Has Rupert Murdoch unlocked the secret to saving journalism? A new deal
in the works between Murdoch's News Corp and Microsoft has industry observers buzzing about the possibilities. According to the Financial Times, News Corp, which owns The Wall Street Journal, is considering "de-indexing" its news content, which would prevent search engines
like Google from detecting it. Murdoch could then license indexing rights to Google's competitor Bing for a price, creating an alternative revenue stream. Does the idea hold water? How does it alter the ongoing search war between Google and Microsoft's Bing? Bloggers weigh in:
- "Bing Just Might Have a Shot," writes Mark Cuban
at Blog Maverick: "If you havent noticed the number of reporters
reporting is falling like a rock. Much of the news you think is
original content is reposted from Reuters and AP. If Google doesnt
have access to their output, they will have to wait for someone to
actually re-write the story, probably after reading it on an AP or
Reuters customer site and post it. Without question there will be a
lag time. Which
may be all that MicroSing needs. You can get ALL the news you need on
Bing NOW, or you can wait, and wait, and wait for it on Google. Getting
news first has been a position of value that has worked for
a long, long time. No reason to think it might not work again here."
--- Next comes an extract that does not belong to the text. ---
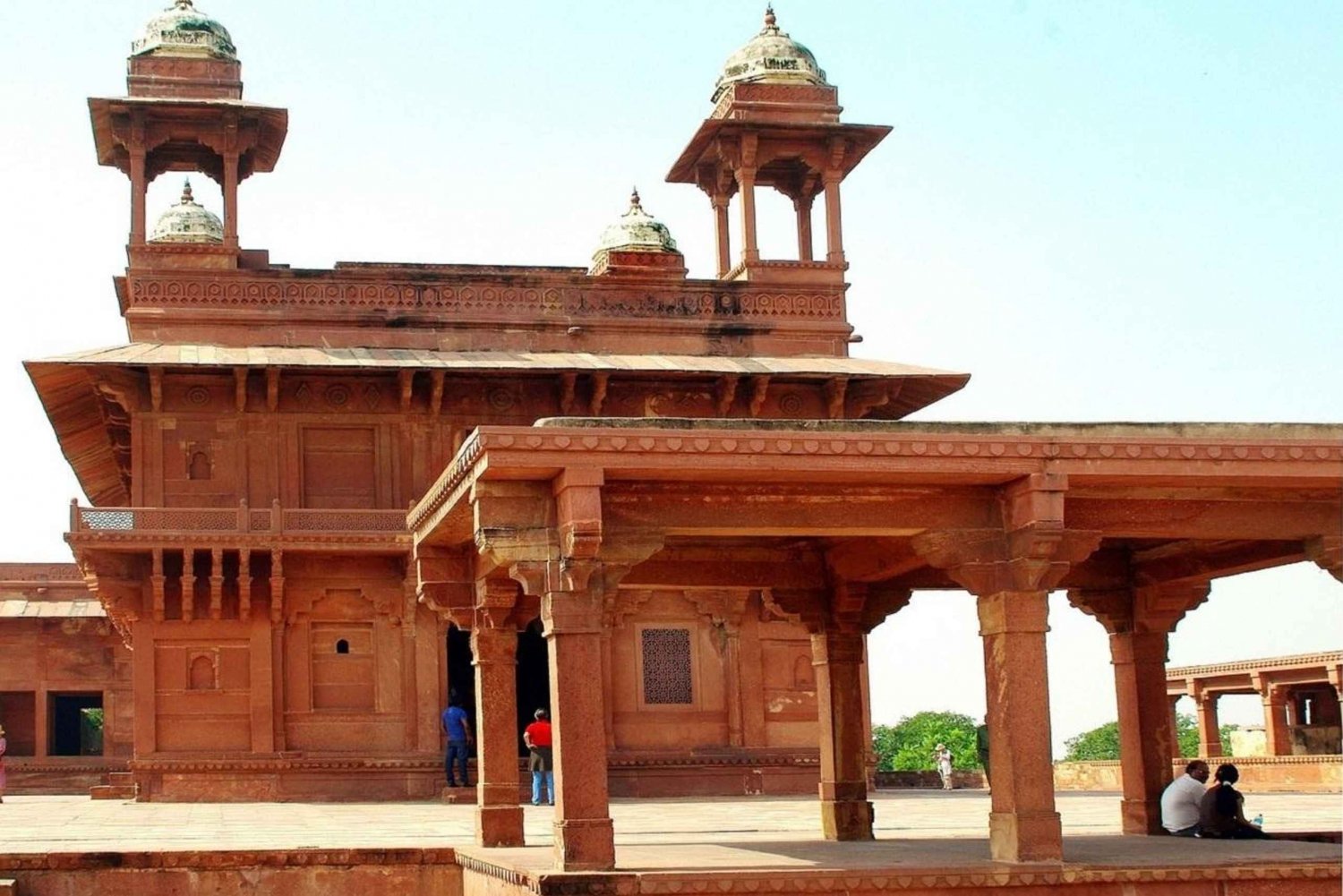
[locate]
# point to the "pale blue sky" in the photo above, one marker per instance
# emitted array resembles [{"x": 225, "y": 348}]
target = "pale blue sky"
[{"x": 1101, "y": 211}]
- A Shortsighted Move, writes Eric Schonfeld at TechCrunch: "The big problem with a search engine trying to buy market share by
buying parts of the news is that information spreads so quickly these
days, exclusives last about 30 seconds. That information will end up on
a site that is indexed by Google. Or the same news will be broken by
someone else on the Web before the WSJ.com even gets to it. Exclusive indexing goes against the Web's inherent openness.
Companies that try to curtail that openness don't last long on the Web."
- Not an Industry Changer, writes Nicholas Carlson at The Business Insider: "The idea is to force Google to pay for content, thinning its currently fat margins. Problem is, we can't imagine Google going for it. For one, the FT reports that Google's UK director Matt Brittin told a
conference last week that Google did not need news content to survive... For another, we can't imagine links to worthwhile stories originating
from News Corp not finding their way onto sites that will happily
remain indexed in Google's search engine free of charge."
- Deftly Exploits Microsoft's Insecurity, writes Rob Beschizza at Boing Boing: "There's one gamble which does make some twisted sense: that
Microsoft is an irrational consumer. It's easy to believe that it may
spew senseless riches into publishers' pockets, radically distorting
the news market, just to spite Google. In this case, Murdoch could be
wringing cash out of a market he knows is doomed to implosion or
assimilation. And he doesn't even have to be an evil genius, either: he
just has to be smarter than Steve Ballmer."
- A Surefire Way to Render News Corp Irrelevant, writes Pete Cashmore at Mashable: "I say go for it. So, I'm sure, do all the other web
publishers who see that removing many of the major news sites from
Google will provide even more traffic for the upstarts. News Corp is
merrily making itself irrelevant to web consumers, while continuing to
use Google as its punch bag rather than addressing the radical
transition of media into the online world."
- A Colossal Waste of Money, writes Atrios at Eschaton: "Unsurprising that Microsoft would try to bring back their walled garden vision of the internet.
It's a pretty dumb move, but I guess if everyone wants to waste a bunch
of money...Basically Microsoft's gonna pay people for the sole right to
their content. I'm guessing that aside from being a waste of money, I'm
pretty sure 'I won't index you if you ask me politely not to' is more
of a courtesy than something arising out of genuine copyright claim
- A Typical Microsoft Tactic, writes at Kathy Gill at The Moderate Voice: "Microsoft is doing what it always does: it's trying to buy its way into
a market that it's been unable to crack, even after throwing millions
(billions?) at it (while Google spent its time building an index and
sticking to the knitting, so to speak)."